China vaccine available in October
CHINA could have a coronavirus vaccine available in October, and the Philippines and Brazil would be the first two countries to get doses, a Chinese expert said on Thursday.
The announcement was made as China National Biotec Group (CNBG) said that an inactivated Covid-19 vaccine production workshop of its affiliate, Beijing Institute of Biological Products, the first and largest of its kind in the world, has passed national examination.
The facility was granted a production certificate and it is now available for use, CNBG, an affiliate of the state-run China National Pharmaceutical Group, said in a statement sent to the GlobalTimes. The Beijing institute took only two months to finish building the facility.
CNBG said the facility could produce 220 million doses of vaccines a year.

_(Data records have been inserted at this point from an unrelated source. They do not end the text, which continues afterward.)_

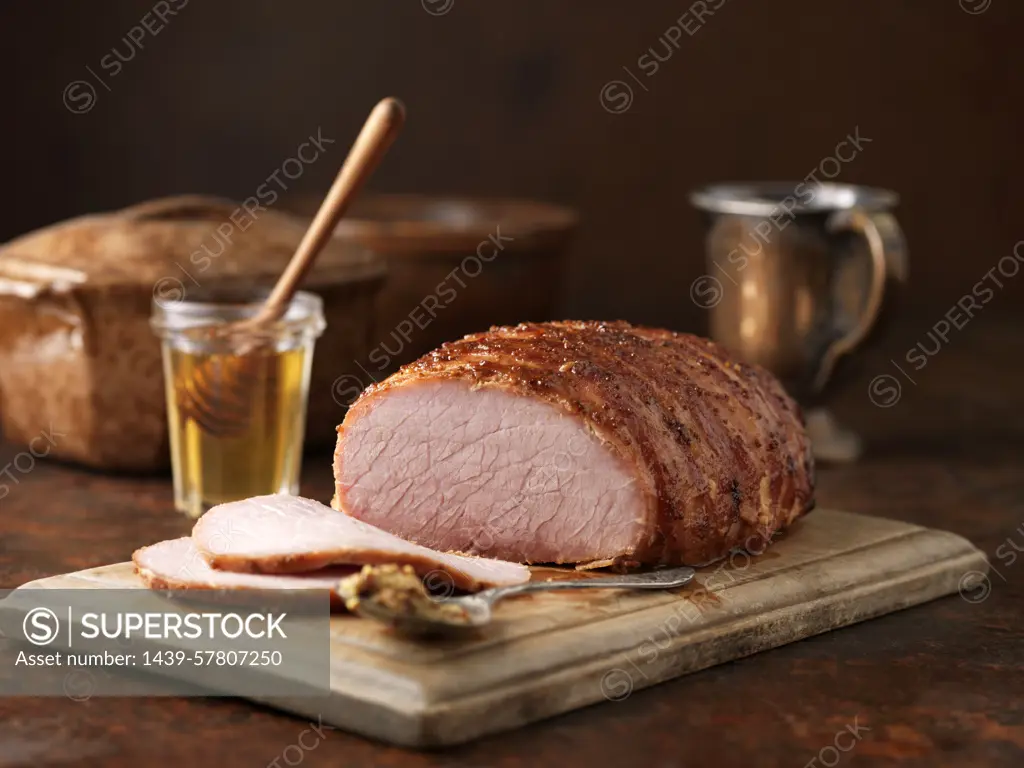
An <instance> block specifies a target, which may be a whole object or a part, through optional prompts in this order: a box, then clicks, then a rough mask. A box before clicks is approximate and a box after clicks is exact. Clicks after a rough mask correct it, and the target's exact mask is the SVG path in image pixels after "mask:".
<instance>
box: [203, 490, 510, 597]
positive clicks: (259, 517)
mask: <svg viewBox="0 0 1024 768" xmlns="http://www.w3.org/2000/svg"><path fill="white" fill-rule="evenodd" d="M193 539H194V540H195V542H196V547H197V549H199V551H200V552H202V553H203V556H204V557H205V558H206V559H207V561H208V562H209V563H210V564H211V565H212V566H213V567H214V568H219V569H222V570H232V571H251V572H259V573H300V572H304V571H309V570H314V569H316V568H322V567H325V566H327V565H341V564H346V565H372V564H379V563H395V564H398V565H411V566H413V568H414V569H415V570H416V571H417V572H418V573H421V574H426V573H431V572H436V580H435V585H434V586H438V587H442V586H454V587H456V588H458V589H464V590H477V589H480V588H483V587H495V586H500V585H508V584H520V583H522V582H528V581H529V568H527V567H525V566H523V565H519V564H517V563H511V562H503V561H501V560H490V559H486V558H482V557H468V556H463V555H457V554H451V553H445V552H437V551H434V550H430V549H427V548H425V547H420V546H418V545H416V544H412V543H410V542H408V541H406V540H403V539H399V538H398V537H396V536H392V535H391V534H388V532H386V531H384V530H381V529H380V528H377V527H374V526H373V525H370V524H369V523H366V522H362V521H360V520H356V519H355V518H353V517H349V516H348V515H344V514H341V513H339V512H337V511H335V510H333V509H331V508H330V507H328V506H325V505H323V504H319V503H318V502H314V501H310V500H309V499H301V498H299V497H294V496H261V497H256V498H253V499H246V500H244V501H239V502H229V503H227V504H221V505H218V506H216V507H214V508H212V509H211V510H210V511H209V512H207V513H206V514H205V515H203V517H201V518H200V520H199V522H197V523H196V526H195V527H194V528H193ZM444 574H446V577H447V579H445V575H444ZM447 580H450V581H447Z"/></svg>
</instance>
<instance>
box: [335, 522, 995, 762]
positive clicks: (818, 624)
mask: <svg viewBox="0 0 1024 768" xmlns="http://www.w3.org/2000/svg"><path fill="white" fill-rule="evenodd" d="M922 531H923V532H925V534H928V535H929V536H930V538H932V539H934V540H936V541H939V540H945V543H947V544H948V545H949V550H950V551H949V552H948V555H947V556H946V557H944V558H942V559H940V560H934V561H930V562H919V563H914V564H912V565H910V566H909V567H907V568H905V569H904V570H903V571H901V572H899V573H898V574H893V573H888V574H885V577H883V578H879V579H877V580H874V581H872V582H865V583H864V584H862V585H860V586H859V587H857V588H856V589H853V590H842V591H837V592H834V593H831V594H828V595H826V596H823V597H821V598H819V599H817V600H815V601H813V602H811V603H808V604H790V605H784V606H780V607H778V608H775V609H773V610H771V611H768V612H766V613H761V614H758V615H753V616H744V617H740V618H738V620H737V621H735V622H733V623H731V624H732V627H731V628H730V629H731V634H735V635H742V636H744V638H746V639H748V643H746V644H745V645H744V646H743V647H742V648H741V649H740V651H739V652H735V651H734V650H730V651H728V652H725V653H722V652H721V650H720V649H716V648H715V643H714V640H715V639H716V638H717V637H718V636H720V635H721V625H718V626H715V627H708V628H705V629H703V630H701V631H699V632H697V633H694V634H686V635H680V636H677V637H676V638H675V641H674V642H673V643H672V644H671V645H670V646H669V647H666V648H663V649H660V651H659V654H658V659H657V660H658V662H659V663H658V664H654V665H650V666H651V667H652V669H650V670H648V674H647V675H646V677H642V679H639V680H638V679H636V678H640V677H641V676H640V675H637V674H633V676H632V678H630V688H629V694H631V693H632V692H633V691H635V690H640V689H642V688H645V687H648V686H650V685H654V684H656V683H659V682H665V681H667V680H670V679H673V678H676V677H680V676H682V675H686V674H690V673H692V672H699V671H700V670H705V669H708V668H710V667H714V666H717V665H719V664H724V663H726V662H730V660H735V659H738V658H743V657H745V656H750V655H753V654H755V653H759V652H761V651H764V650H770V649H771V648H776V647H779V646H782V645H786V644H788V643H792V642H796V641H798V640H803V639H806V638H809V637H813V636H815V635H819V634H823V633H825V632H828V631H830V630H833V629H840V628H843V627H848V626H851V625H853V624H857V623H860V622H863V621H867V620H870V618H874V617H878V616H880V615H884V614H887V613H891V612H895V611H898V610H903V609H905V608H909V607H912V606H914V605H920V604H922V603H925V602H929V601H931V600H935V599H937V598H940V597H944V596H946V595H951V594H953V593H956V592H957V591H959V590H961V589H962V587H963V579H964V578H965V575H966V574H968V573H971V572H973V571H976V572H978V573H982V574H985V573H987V572H988V570H989V563H988V560H987V558H986V556H985V554H984V553H983V552H981V551H980V550H978V549H977V548H976V547H974V545H972V544H971V543H970V542H968V541H967V540H966V539H964V538H963V537H959V536H956V535H954V534H950V532H947V531H941V530H935V529H930V528H922ZM766 627H770V628H771V629H772V630H773V632H766V631H765V628H766ZM638 647H639V646H638ZM636 650H637V648H632V649H628V650H620V651H616V652H614V653H611V654H609V655H607V656H604V657H600V658H590V659H586V660H584V662H583V663H581V664H580V665H578V666H573V667H566V668H563V669H562V670H561V671H560V672H558V673H556V674H553V675H550V676H547V677H545V678H543V679H539V678H537V677H535V678H531V679H529V680H527V681H519V682H517V683H515V684H513V685H509V686H505V687H500V688H494V689H490V690H488V691H484V692H481V691H475V692H474V693H473V694H471V695H468V696H466V697H463V698H457V699H449V700H445V701H443V702H435V703H429V702H428V703H427V705H426V706H425V707H424V709H423V710H422V711H421V712H419V713H417V714H416V715H415V716H414V718H415V719H416V720H417V721H418V722H406V723H403V724H402V727H401V728H400V729H399V732H396V731H391V732H382V731H377V729H376V728H375V729H374V731H376V732H370V731H361V732H364V733H365V734H366V735H370V736H373V737H376V738H382V739H385V740H388V741H391V742H394V743H399V744H401V745H404V746H413V748H437V746H450V745H455V744H458V743H464V742H466V741H469V740H472V739H474V738H478V737H480V736H483V735H486V734H488V733H495V732H499V731H503V730H509V729H511V728H516V727H519V726H522V725H525V724H526V723H529V722H535V721H538V720H543V719H546V718H549V717H553V716H556V715H560V714H563V713H566V712H570V711H572V710H577V709H580V708H582V707H587V706H590V705H593V703H597V702H600V701H603V700H609V701H613V700H615V699H614V698H612V697H611V696H609V695H606V694H604V692H603V691H604V690H605V688H608V687H609V686H608V684H607V683H608V680H607V679H608V675H609V673H613V672H616V671H620V670H623V671H626V670H628V669H629V668H630V659H629V655H630V654H631V653H635V652H636ZM716 650H718V651H719V652H718V653H716ZM634 667H635V665H634ZM634 672H635V670H634ZM627 674H629V673H627ZM622 680H624V681H625V680H626V678H622ZM602 686H603V687H602ZM560 689H561V690H565V689H568V690H570V691H571V693H572V695H570V696H568V697H565V698H562V699H559V697H558V696H557V695H555V693H556V691H558V690H560ZM615 690H618V688H616V689H615ZM613 692H614V691H612V693H613ZM514 701H515V702H517V703H515V705H514V706H513V702H514ZM556 702H557V703H556ZM333 703H334V701H332V705H333ZM330 706H331V705H329V707H330ZM356 706H358V705H357V703H356ZM484 713H485V714H484ZM524 713H525V715H524ZM329 716H330V713H326V714H325V720H327V721H329V722H330V717H329ZM459 724H467V725H468V727H464V726H460V725H459ZM347 727H351V725H350V724H349V725H348V726H347Z"/></svg>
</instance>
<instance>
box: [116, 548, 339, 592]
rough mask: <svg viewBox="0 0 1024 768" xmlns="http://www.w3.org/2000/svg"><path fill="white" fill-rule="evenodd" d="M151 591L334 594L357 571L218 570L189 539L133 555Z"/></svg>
mask: <svg viewBox="0 0 1024 768" xmlns="http://www.w3.org/2000/svg"><path fill="white" fill-rule="evenodd" d="M132 560H133V561H134V563H135V570H137V571H138V574H139V575H140V577H141V578H142V581H143V582H145V585H146V586H147V587H152V588H153V589H161V590H195V589H200V590H222V589H231V590H234V589H248V590H310V589H325V590H333V589H334V588H335V587H337V586H338V582H340V581H341V580H342V579H344V578H345V577H346V575H350V574H351V573H353V572H354V571H355V568H354V567H334V568H324V569H322V570H317V571H313V572H309V573H297V574H294V575H270V574H265V573H234V572H231V571H228V570H216V569H214V568H212V567H211V566H210V564H209V563H208V562H207V561H206V559H204V557H203V555H202V554H200V551H199V550H198V549H196V545H195V544H194V542H193V540H191V539H190V538H188V537H184V538H183V539H172V540H170V541H167V542H160V543H158V544H154V545H152V546H150V547H142V548H141V549H139V550H136V551H135V554H133V555H132Z"/></svg>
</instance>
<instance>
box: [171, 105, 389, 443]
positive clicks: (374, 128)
mask: <svg viewBox="0 0 1024 768" xmlns="http://www.w3.org/2000/svg"><path fill="white" fill-rule="evenodd" d="M404 120H406V109H404V108H403V106H402V104H401V102H400V101H399V100H398V99H396V98H385V99H383V100H382V101H381V102H380V103H378V104H377V105H376V106H375V108H374V110H373V112H371V113H370V117H369V118H367V122H366V124H365V125H364V126H362V130H361V131H359V135H358V136H357V137H356V138H355V142H354V143H353V144H352V148H351V150H350V151H349V153H348V157H346V158H345V162H344V163H343V164H342V166H341V170H340V171H339V172H338V176H337V177H336V178H335V180H334V183H333V184H332V185H331V189H330V190H329V191H328V194H327V197H326V198H325V199H324V203H323V204H322V205H321V207H319V210H318V211H317V212H316V215H315V216H314V217H313V220H312V223H311V224H310V225H309V228H308V229H307V230H306V233H305V234H304V236H303V238H302V242H301V243H299V247H298V248H297V249H296V251H295V255H293V256H292V259H291V261H289V262H288V266H287V267H285V271H284V272H283V273H282V275H281V278H279V279H278V283H276V284H275V285H274V287H273V290H272V291H271V292H270V295H269V296H267V298H266V300H265V301H264V302H263V306H262V307H261V308H260V309H259V311H258V312H257V313H256V314H254V315H253V316H252V317H248V318H246V319H244V321H240V322H237V323H231V324H229V325H225V326H222V327H219V328H218V329H217V333H216V336H217V338H221V339H231V342H232V344H237V347H236V350H234V351H233V352H232V353H231V354H230V355H218V356H217V357H214V358H212V359H210V360H206V361H204V362H203V364H201V365H200V366H199V367H198V368H197V369H196V371H194V372H193V375H191V377H189V378H188V379H187V380H185V381H183V382H180V383H178V384H177V386H176V387H175V398H176V400H177V404H178V411H179V413H180V414H181V416H182V418H188V419H191V420H193V421H194V422H196V424H197V425H199V427H200V428H201V429H202V430H203V431H204V432H206V433H207V434H210V435H214V436H220V437H227V436H231V435H237V434H240V433H241V432H244V431H245V429H246V427H247V426H248V424H249V421H250V419H251V417H252V406H253V401H252V400H253V397H252V389H253V381H254V379H255V378H256V377H257V375H258V373H259V371H260V369H261V367H262V366H264V365H265V359H266V352H267V351H268V346H267V342H266V339H265V333H261V332H265V331H266V330H267V328H268V327H269V326H270V325H271V324H273V323H275V322H278V321H280V319H281V318H282V317H283V316H284V314H285V312H286V311H287V310H288V306H289V304H291V301H292V297H294V296H295V292H296V291H297V290H298V288H299V285H300V284H301V283H302V281H303V279H304V278H305V276H306V274H307V273H308V272H309V269H310V268H311V267H312V265H313V261H314V260H315V259H316V257H317V256H318V255H319V252H321V251H322V250H323V248H324V246H325V245H327V244H328V242H330V240H331V237H332V234H333V232H334V228H335V226H336V225H337V224H338V220H339V219H340V218H341V217H342V216H343V215H344V213H345V211H346V210H347V209H348V207H349V205H351V203H352V201H353V200H354V198H355V196H356V195H357V194H358V191H359V190H360V189H361V188H362V185H364V184H365V183H366V181H367V179H369V178H370V176H371V175H372V174H373V172H374V170H375V169H376V167H377V165H378V164H379V163H380V161H381V159H382V158H383V157H384V155H385V153H386V152H387V150H388V147H389V146H390V145H391V143H392V142H393V141H394V139H395V136H397V135H398V131H399V129H400V128H401V126H402V123H404ZM261 337H262V338H261ZM271 348H272V347H271Z"/></svg>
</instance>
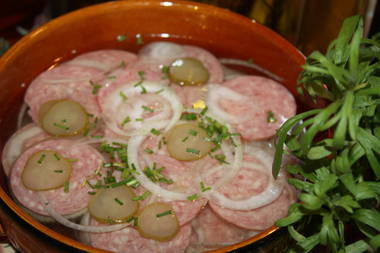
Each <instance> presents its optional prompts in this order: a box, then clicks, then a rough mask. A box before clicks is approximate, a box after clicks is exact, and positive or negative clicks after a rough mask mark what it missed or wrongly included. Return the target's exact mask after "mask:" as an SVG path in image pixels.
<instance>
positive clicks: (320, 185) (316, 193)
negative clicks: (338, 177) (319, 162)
mask: <svg viewBox="0 0 380 253" xmlns="http://www.w3.org/2000/svg"><path fill="white" fill-rule="evenodd" d="M315 173H316V174H317V178H318V181H316V183H315V184H314V192H315V194H316V195H317V196H319V197H322V196H324V195H325V194H326V192H328V191H329V190H331V189H333V188H335V187H336V185H337V184H336V182H337V180H338V177H337V176H336V175H335V174H332V173H330V172H329V171H328V169H326V168H320V169H318V170H316V171H315Z"/></svg>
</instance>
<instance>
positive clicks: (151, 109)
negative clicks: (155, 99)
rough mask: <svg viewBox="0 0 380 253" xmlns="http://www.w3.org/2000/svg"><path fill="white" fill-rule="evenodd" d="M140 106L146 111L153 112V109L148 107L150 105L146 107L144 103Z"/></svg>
mask: <svg viewBox="0 0 380 253" xmlns="http://www.w3.org/2000/svg"><path fill="white" fill-rule="evenodd" d="M141 108H142V109H143V110H144V111H147V112H154V110H153V109H152V108H150V107H148V106H145V105H143V106H141Z"/></svg>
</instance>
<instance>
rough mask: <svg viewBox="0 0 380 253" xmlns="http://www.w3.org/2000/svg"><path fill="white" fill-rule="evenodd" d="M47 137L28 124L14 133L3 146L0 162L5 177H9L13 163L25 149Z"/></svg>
mask: <svg viewBox="0 0 380 253" xmlns="http://www.w3.org/2000/svg"><path fill="white" fill-rule="evenodd" d="M48 137H49V135H47V134H46V133H44V131H43V130H42V128H40V127H39V126H37V125H36V124H33V123H31V124H28V125H26V126H24V127H22V128H20V129H19V130H17V132H15V133H14V134H13V135H12V136H11V137H10V138H9V139H8V141H7V143H6V144H5V146H4V149H3V153H2V158H1V162H2V164H3V168H4V172H5V175H7V176H9V174H10V170H11V168H12V165H13V163H14V162H15V161H16V159H17V158H18V157H19V155H20V154H21V153H22V151H24V150H25V149H26V148H28V147H30V146H32V145H34V144H35V143H38V142H40V141H42V140H44V139H46V138H48Z"/></svg>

The 220 million doses will be used to immunize medical staff and personnel working at airports and border checkpoints, Tao Lina, a Shanghai-based vaccine researcher, said.
“It is possible that China could have a Covid-19 vaccine as early as the end of October as some domestically made Covid-19 vaccines have entered phase three clinical trials and need about a month to observe their effects on samples,” Tao said.
After securing a certain amount of vaccine for China’s strategic reserves, exports can be considered, Tao noted, adding that the Philippines and Brazil are potential destinations. Sinopharm is launching the fourth major Covid-19 vaccine trial in Brazil and will seek regulatory approval soon, Reuters reported on July 30.
The company’s candidate vaccine is being tested in the United Arab Emirates with 15,000 local volunteers, including UAE nationals and expatriates there.
In another major step, German firm BioNTech and its Chinese partner Shanghai Fosun Pharmaceutical announced on Wednesday that 72 trial participants have been dosed with BNT162b1, a Covid-19
vaccine candidate based on BioNTech’s mRNA technology, following the Chinese regulators’ examination and approval. The two firms are jointly developing the coronavirus vaccine candidate in China too.
Scientists from Hong Kong and Macau had also announced a breakthrough in the development of a recombinant Covid-19 vaccine, which can be mass-produced at a low cost in the future.
A spokesman for the Ministry of Industry and Information Technology said in late July that China had 13 firms that have begun capacity building for Covid-19 vaccines, and nine have been approved to start clinical trials.
Four of the nine firms are pushing for an inactivated vaccine technical route, three are focusing on nucleic acid vaccines, one is based on adenovirus vector vaccines and one has opted for recombinant protein vaccines, reports said.